Due to this potential for double pregnancies, as English polymath Sir Thomas Browne wrote, hares were also long believed to be hermaphroditic — and, therefore, capable of virgin births. That led to an association with the Virgin Mary. The sign of the three hares appears in medieval Christian art as well, symbolizing the Trinity.

So it's not surprising that the hare became especially associated with Easter in Germany by the 17th century. As History.com reported, it was likely German immigrants who brought the idea of the Easter bunny to America in the 1700s.
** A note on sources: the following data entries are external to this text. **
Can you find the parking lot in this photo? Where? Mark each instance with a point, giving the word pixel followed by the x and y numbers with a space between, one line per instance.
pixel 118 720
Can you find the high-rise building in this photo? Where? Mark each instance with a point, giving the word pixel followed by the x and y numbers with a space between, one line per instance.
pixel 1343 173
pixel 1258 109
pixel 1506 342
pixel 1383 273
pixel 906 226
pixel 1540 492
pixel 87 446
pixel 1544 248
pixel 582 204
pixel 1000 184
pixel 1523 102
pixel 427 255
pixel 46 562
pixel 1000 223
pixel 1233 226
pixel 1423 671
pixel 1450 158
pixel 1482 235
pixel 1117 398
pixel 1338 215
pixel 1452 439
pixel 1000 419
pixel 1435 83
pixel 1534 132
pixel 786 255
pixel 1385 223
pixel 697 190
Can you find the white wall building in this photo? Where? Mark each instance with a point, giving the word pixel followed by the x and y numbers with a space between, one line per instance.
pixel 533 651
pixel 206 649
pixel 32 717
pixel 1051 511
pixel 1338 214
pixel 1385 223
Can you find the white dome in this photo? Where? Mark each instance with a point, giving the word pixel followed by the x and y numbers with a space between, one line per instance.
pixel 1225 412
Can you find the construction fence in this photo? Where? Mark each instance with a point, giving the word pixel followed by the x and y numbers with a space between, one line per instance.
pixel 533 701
Eggs have represented new life for centuries... for obvious reasons

Every Easter, children embark on hunts for candy and chocolate enclosed in colorful plastic eggs. It's a bit like the tradition of waking up to presents on Christmas morning, except with more sugar and running around.

The history of egg symbolism goes back centuries. As Forbes reported, "In pagan times, eggs were part of the Bacchic or Dinoysian mysteries, possibly a symbol of the underworld; they could be used to cast spells and, conversely, to offer protection."

Later on, eggs became a symbol of rebirth for Christians.

Easter eggs first got a shout out in a book aptly titled "De ovis paschalibus" (or, "About Easter eggs"). As the book "Thinking Like an Anthropologist" says, the 1682 book refers to "... an Alsace tradition of an Easter Hare bringing Easter Eggs."

Lilies received a special shout-out in the Bible

In the spring, we're all happy to see any flowers at all, but one flower in particular has come to represent the holiday: the lily.

Lilies come up a few times in the Bible. Jesus even mentions the flower in the Gospel of Luke, 12:27, saying: "Consider the lilies how they grow: they toil not, they spin not; and yet I say unto you, that Solomon in all his glory was not arrayed like one of these."

Lilies also turn up in the story of Easter. In some legends, they are said to have bloomed in the Garden of Gethsemane after Christ's agony. As a result, it's become the flower traditionally associated with the feast.